New Tax Convention Belgium -The Netherlands: compensation rule (as from 1 January 2003)
News
The new treaty for the avoidance of double taxation on income between Belgium and the Netherlands, which was signed on 5 June 2001 (see our tax Newsletter n° 10 of October 2001 and our PTX headline of 26 July 2002) will enter into force on 1 January 2003. The law of 11 December 2002, which approves it, has been published in the Official Gazette on Friday 20 December 2002(*).
Appreciation
One of the main amendments is the abolition of the frontier worker system. Frontier workers will no longer be taxed in their country of residence but in the country where the employment is carried out.

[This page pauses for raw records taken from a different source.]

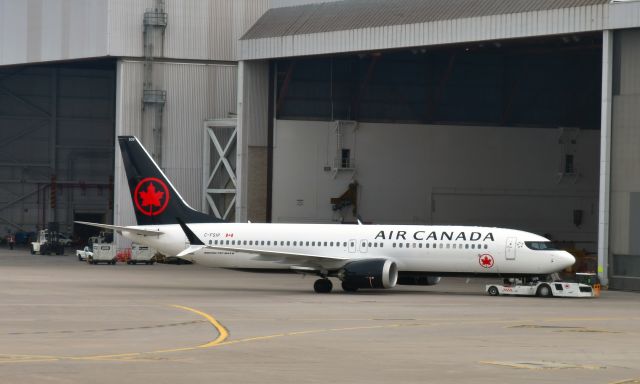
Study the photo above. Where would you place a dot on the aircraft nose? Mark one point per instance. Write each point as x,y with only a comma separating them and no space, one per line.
567,259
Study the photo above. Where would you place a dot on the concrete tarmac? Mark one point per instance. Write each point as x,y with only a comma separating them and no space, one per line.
64,321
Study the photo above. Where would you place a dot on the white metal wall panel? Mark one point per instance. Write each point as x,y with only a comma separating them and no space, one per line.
624,15
504,26
196,29
256,102
195,92
50,30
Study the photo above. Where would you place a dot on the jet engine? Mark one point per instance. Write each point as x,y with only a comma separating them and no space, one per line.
372,273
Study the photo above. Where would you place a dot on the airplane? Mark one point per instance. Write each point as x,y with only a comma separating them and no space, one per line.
360,256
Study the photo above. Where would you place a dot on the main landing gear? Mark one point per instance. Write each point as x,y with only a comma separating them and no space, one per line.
323,286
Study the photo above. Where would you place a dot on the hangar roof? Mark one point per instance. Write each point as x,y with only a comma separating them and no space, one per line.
356,14
368,25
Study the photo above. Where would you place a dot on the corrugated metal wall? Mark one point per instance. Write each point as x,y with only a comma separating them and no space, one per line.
189,21
195,92
625,163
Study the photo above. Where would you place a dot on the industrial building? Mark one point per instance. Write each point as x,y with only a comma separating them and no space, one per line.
515,113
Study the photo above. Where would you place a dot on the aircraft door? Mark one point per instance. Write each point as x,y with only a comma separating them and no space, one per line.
363,246
510,248
352,245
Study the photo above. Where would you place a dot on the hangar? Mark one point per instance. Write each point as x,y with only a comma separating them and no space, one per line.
518,114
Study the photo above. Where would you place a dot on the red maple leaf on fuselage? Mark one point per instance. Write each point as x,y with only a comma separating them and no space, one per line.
151,197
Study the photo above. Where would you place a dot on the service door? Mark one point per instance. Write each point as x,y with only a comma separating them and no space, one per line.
510,249
352,245
363,246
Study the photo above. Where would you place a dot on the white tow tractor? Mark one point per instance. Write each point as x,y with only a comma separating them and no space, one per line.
141,254
103,253
520,287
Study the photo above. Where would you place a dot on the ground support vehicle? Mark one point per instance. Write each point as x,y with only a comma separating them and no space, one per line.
83,254
47,243
103,253
141,254
540,288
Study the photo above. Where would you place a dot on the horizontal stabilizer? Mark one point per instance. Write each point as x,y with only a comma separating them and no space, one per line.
120,229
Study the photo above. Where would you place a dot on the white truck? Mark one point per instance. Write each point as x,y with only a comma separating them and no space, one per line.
141,254
540,288
103,253
47,243
83,254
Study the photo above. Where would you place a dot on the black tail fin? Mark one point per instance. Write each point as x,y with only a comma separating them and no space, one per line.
155,199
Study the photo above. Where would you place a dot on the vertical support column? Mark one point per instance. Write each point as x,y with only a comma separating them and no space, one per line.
53,142
242,161
605,157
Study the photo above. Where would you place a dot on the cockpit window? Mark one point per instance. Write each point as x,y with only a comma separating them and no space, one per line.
540,245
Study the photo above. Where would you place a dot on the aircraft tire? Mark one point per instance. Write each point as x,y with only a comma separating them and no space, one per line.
323,286
348,287
545,291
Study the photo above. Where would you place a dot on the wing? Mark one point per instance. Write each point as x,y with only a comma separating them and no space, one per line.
286,257
294,260
120,229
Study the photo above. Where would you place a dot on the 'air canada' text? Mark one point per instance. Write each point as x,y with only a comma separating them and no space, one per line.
436,236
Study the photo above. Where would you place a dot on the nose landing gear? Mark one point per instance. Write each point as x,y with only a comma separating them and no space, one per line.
323,286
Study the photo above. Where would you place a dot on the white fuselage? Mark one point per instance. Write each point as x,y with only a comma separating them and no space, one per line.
415,248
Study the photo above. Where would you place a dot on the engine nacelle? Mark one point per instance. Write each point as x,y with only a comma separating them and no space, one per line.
418,279
373,273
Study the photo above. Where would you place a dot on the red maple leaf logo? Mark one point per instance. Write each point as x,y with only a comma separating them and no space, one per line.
151,198
486,261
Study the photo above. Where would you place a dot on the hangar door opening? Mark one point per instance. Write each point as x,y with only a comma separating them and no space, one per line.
502,133
56,145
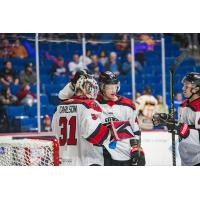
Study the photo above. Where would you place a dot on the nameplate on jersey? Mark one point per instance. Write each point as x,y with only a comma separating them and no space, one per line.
68,109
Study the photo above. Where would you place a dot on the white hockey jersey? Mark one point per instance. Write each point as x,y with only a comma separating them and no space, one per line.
121,110
78,126
189,148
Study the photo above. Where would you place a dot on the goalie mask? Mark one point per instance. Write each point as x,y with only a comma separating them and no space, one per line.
108,78
194,79
88,86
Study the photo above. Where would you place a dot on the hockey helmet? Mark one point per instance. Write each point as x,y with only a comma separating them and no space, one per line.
88,86
193,78
107,78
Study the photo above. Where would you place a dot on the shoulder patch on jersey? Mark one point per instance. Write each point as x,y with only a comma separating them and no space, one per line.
184,103
126,102
89,103
195,105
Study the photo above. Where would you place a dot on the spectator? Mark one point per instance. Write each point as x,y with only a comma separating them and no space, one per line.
87,58
146,107
160,107
18,50
28,76
126,67
140,57
113,65
46,125
122,41
95,67
4,122
58,69
193,42
25,96
6,49
8,75
6,98
177,101
75,64
102,57
137,95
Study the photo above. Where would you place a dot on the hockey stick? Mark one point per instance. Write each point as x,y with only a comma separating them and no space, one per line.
173,68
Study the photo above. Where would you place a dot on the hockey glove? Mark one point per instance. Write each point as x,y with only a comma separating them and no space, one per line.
77,75
137,156
172,125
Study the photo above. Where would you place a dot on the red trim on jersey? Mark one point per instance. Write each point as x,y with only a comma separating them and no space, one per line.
88,102
184,130
195,105
120,101
99,135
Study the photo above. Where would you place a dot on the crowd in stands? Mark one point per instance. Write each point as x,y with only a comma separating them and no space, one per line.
18,84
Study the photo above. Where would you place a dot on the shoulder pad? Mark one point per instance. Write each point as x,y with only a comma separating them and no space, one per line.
126,102
89,103
195,105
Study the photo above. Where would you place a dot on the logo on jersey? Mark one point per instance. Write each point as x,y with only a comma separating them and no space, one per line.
109,119
2,150
94,117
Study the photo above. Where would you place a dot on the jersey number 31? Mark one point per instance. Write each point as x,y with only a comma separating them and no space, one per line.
70,140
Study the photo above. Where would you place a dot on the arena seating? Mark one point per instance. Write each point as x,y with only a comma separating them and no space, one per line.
24,118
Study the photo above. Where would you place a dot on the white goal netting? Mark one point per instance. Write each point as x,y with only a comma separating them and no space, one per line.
29,151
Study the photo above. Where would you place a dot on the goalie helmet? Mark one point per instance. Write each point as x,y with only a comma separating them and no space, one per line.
88,86
193,78
108,78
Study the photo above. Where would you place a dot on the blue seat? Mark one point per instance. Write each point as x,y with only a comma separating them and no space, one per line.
50,110
44,78
14,111
60,79
44,100
32,111
25,124
53,88
14,89
53,99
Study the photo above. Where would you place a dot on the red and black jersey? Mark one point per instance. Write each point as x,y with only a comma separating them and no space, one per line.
77,123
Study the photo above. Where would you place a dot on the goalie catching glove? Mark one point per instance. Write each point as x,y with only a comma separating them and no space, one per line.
137,156
172,125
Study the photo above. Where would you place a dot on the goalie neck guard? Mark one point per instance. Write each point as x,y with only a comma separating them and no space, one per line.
88,86
108,78
193,78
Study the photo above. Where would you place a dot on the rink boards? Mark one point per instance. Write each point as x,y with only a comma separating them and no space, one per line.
157,146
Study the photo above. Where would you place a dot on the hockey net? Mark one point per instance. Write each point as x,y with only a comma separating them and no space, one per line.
29,150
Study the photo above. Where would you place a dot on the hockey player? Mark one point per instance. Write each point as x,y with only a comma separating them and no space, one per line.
188,125
78,126
119,110
119,114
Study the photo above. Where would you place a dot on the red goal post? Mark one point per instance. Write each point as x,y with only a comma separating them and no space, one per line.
29,149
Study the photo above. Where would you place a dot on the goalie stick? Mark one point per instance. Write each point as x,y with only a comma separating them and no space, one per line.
173,68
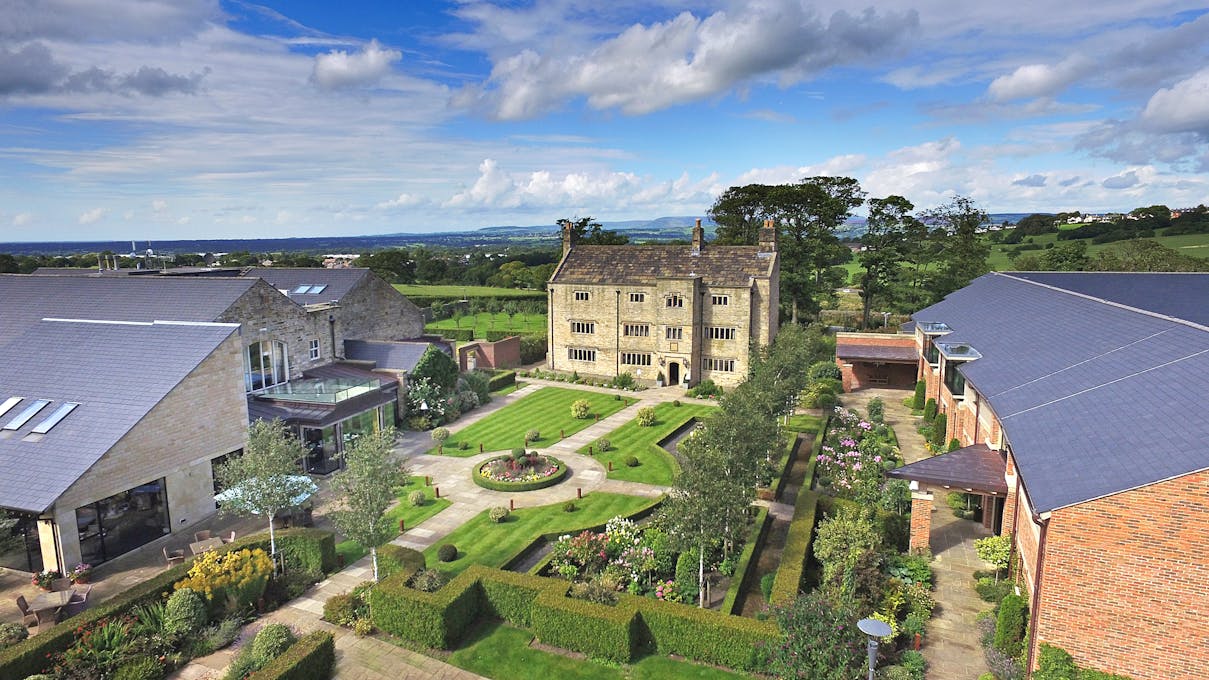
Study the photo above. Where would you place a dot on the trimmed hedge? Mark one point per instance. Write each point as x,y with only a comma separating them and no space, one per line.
518,485
502,379
313,657
740,578
28,657
618,633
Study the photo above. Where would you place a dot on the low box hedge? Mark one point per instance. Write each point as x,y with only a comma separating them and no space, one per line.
313,657
742,575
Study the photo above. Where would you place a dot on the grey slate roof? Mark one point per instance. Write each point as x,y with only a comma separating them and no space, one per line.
336,282
27,299
115,386
1094,398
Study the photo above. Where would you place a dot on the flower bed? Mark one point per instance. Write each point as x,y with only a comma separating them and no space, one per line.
520,472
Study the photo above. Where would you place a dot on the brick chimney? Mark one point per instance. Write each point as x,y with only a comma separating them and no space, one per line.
768,237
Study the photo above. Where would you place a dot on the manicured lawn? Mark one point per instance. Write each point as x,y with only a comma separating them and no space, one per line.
482,322
481,541
655,466
460,292
502,652
548,410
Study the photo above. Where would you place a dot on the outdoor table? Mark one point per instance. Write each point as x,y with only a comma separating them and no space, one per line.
207,545
51,600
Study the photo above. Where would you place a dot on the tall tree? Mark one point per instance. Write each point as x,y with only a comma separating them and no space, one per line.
365,489
891,231
964,254
266,477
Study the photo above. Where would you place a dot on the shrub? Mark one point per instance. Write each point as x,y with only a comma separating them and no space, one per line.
877,409
184,614
825,370
646,416
580,409
1010,624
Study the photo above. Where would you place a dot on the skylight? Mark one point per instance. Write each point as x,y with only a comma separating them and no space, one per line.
27,415
9,404
55,418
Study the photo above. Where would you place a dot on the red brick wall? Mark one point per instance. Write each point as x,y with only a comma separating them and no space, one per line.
1126,583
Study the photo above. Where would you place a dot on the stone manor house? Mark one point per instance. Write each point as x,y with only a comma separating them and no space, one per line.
1081,404
119,393
671,313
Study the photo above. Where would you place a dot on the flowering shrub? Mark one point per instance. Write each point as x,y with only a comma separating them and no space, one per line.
231,580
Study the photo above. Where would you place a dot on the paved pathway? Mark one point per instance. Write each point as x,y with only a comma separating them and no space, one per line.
952,646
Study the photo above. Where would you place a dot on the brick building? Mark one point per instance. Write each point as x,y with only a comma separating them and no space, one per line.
1080,401
681,313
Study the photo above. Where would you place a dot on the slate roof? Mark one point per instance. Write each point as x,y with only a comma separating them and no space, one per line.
636,265
25,299
336,282
94,366
395,356
975,467
1094,398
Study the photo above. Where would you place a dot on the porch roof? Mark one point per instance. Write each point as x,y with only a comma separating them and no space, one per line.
977,467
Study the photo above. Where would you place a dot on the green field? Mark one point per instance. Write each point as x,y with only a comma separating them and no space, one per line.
482,322
655,466
548,410
481,541
502,652
464,292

The Netherlands have included a unilateral compensation rule in the treaty for their residents, in order to prevent “new” Dutch cross-border workers being fiscally disadvantaged compared with residents of the Netherlands who are taxable exclusively in the Netherlands (“permanent” compensation rule), and in order to prevent “existing” Dutch cross-border workers being fiscally disadvantaged by the abolition of the cross-border workers rule of the old treaty of 1970 (temporary compensation rule). “New” Dutch cross-border workers are residents of the Netherlands who become taxable in Belgium because of their work as employees after the new treaty has entered into force. “Existing” Dutch cross-border workers are residents of the Netherlands, who were considered as cross-border workers under the old treaty of 1970.
In practice the “new” Dutch cross-border workers will be compensated for the difference between the Belgian income tax charge, and the Dutch income tax and social security (“premie volksverzekeringen”) charge that they would be liable for if they were taxable in the Netherlands exclusively.
For “existing” Dutch cross-border workers the “temporary” compensation rule excludes Dutch social security charges (“volksverzekeringspremies”) from the Dutch comparison basis, since “existing” Dutch cross-border workers have been liable for Belgian social security from the moment that they started working in Belgium on behalf of their Belgian employer (thus before the “new” treaty entered into force). Because this rule excludes Dutch social security charges from the Dutch comparison basis, the Dutch cross-border worker can claim a compensation for the full Belgian tax charge that exceeds the normal Dutch income tax liability on his/her employment income excluding the “Volksverzekeringspremies”.
Note that for residents of Belgium working in the Netherlands the new treaty does not provide any such compensation rule.